Financial Statements
Financial statements are written records of an organization which provide a true and real picture of business activities. It shows the financial position and the operating performance of the company. It is prepared at the end of every financial cycle. It includes three main components that are balance sheet, income statement and cash flow statement.
Owner's Capital
Before we begin to understand what Owner’s capital is and what Equity financing is to an organization, it is important to understand some basic accounting terminologies.

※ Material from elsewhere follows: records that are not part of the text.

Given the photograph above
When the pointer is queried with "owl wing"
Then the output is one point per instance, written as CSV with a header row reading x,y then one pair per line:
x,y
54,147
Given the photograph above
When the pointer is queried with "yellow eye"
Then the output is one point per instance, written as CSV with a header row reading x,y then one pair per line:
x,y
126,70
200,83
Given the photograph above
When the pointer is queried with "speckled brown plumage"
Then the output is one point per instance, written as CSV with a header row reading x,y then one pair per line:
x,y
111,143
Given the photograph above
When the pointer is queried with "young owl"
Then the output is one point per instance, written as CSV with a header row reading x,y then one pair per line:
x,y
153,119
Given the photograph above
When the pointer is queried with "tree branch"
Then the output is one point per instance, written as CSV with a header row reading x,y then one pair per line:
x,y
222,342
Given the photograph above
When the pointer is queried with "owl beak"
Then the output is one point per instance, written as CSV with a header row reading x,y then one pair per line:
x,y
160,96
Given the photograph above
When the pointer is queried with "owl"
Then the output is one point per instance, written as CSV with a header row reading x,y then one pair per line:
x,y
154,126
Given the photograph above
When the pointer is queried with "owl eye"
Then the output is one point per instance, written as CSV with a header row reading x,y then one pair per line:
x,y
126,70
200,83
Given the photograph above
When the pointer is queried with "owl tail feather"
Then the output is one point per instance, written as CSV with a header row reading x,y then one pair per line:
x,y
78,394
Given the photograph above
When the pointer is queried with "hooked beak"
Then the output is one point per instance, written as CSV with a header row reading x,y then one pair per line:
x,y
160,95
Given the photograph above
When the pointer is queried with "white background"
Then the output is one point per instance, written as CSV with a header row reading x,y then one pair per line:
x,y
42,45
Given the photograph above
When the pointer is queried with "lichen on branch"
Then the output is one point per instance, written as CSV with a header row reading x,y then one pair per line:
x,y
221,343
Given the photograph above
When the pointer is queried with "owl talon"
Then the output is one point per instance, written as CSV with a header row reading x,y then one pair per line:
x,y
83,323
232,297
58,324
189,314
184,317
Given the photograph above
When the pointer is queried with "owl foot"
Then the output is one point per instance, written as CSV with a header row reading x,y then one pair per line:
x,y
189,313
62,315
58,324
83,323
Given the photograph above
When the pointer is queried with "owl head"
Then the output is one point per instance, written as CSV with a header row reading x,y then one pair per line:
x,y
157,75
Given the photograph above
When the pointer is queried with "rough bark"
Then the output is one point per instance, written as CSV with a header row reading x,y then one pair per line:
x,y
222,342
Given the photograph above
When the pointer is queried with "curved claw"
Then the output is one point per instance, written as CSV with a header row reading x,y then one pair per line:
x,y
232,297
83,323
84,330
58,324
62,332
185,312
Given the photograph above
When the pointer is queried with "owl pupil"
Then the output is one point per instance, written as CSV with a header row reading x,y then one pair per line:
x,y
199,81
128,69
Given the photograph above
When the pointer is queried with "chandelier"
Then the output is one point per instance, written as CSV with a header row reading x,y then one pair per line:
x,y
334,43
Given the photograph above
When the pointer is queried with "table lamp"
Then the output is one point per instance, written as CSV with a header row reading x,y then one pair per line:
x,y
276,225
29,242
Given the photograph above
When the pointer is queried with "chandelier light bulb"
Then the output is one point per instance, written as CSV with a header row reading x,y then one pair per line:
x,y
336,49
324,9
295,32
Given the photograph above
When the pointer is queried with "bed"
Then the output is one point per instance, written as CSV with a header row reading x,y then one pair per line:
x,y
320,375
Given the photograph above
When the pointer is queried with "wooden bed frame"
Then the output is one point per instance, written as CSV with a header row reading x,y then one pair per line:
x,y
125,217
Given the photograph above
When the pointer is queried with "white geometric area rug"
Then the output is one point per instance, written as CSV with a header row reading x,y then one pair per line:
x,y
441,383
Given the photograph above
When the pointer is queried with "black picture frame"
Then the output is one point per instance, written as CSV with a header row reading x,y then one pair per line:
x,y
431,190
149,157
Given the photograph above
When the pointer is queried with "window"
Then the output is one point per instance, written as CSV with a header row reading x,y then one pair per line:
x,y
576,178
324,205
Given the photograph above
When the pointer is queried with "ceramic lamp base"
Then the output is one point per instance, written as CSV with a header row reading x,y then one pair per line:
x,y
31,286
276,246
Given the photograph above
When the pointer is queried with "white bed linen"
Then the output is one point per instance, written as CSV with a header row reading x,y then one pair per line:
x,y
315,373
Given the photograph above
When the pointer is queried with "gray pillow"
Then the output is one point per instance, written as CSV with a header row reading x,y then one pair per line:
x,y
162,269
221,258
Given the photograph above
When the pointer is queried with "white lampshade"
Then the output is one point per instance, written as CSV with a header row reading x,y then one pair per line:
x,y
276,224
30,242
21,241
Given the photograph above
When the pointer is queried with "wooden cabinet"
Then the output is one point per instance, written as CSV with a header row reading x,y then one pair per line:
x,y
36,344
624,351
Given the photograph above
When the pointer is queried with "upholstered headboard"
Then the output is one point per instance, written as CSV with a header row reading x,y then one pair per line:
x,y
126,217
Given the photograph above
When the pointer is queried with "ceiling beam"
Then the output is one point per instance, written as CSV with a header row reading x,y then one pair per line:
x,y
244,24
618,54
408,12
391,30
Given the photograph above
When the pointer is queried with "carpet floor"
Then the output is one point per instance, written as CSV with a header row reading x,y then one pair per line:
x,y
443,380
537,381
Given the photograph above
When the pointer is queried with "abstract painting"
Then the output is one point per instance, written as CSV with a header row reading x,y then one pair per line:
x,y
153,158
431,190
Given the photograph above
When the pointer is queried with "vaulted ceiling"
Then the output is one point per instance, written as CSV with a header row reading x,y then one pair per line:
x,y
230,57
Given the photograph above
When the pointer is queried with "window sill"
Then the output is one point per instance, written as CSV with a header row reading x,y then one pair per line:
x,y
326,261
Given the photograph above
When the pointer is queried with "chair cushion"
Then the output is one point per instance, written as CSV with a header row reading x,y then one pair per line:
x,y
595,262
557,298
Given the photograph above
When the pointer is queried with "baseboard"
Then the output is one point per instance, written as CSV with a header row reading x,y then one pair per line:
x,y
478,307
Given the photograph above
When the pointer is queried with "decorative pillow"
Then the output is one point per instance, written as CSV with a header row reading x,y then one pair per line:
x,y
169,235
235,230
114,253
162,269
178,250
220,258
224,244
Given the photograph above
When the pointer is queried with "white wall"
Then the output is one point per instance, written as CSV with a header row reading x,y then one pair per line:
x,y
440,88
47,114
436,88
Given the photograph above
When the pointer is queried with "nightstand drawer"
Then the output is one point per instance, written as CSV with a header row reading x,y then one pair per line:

A double-entry bookkeeping system Normal account balances are those which are expected to have either a debit balance or a credit balance, depending on the nature of the account. An asset account will have a debit balance as normal balance because an asset is a debit account. Similarly, a liability account will have the normal balance as a credit balance because it is amount owed, representing a credit account. Equity is also said to have a credit balance as its normal balance. However, sometimes the normal balances may be reversed, often due to incorrect journal or posting entries or other accounting/ clerical errors.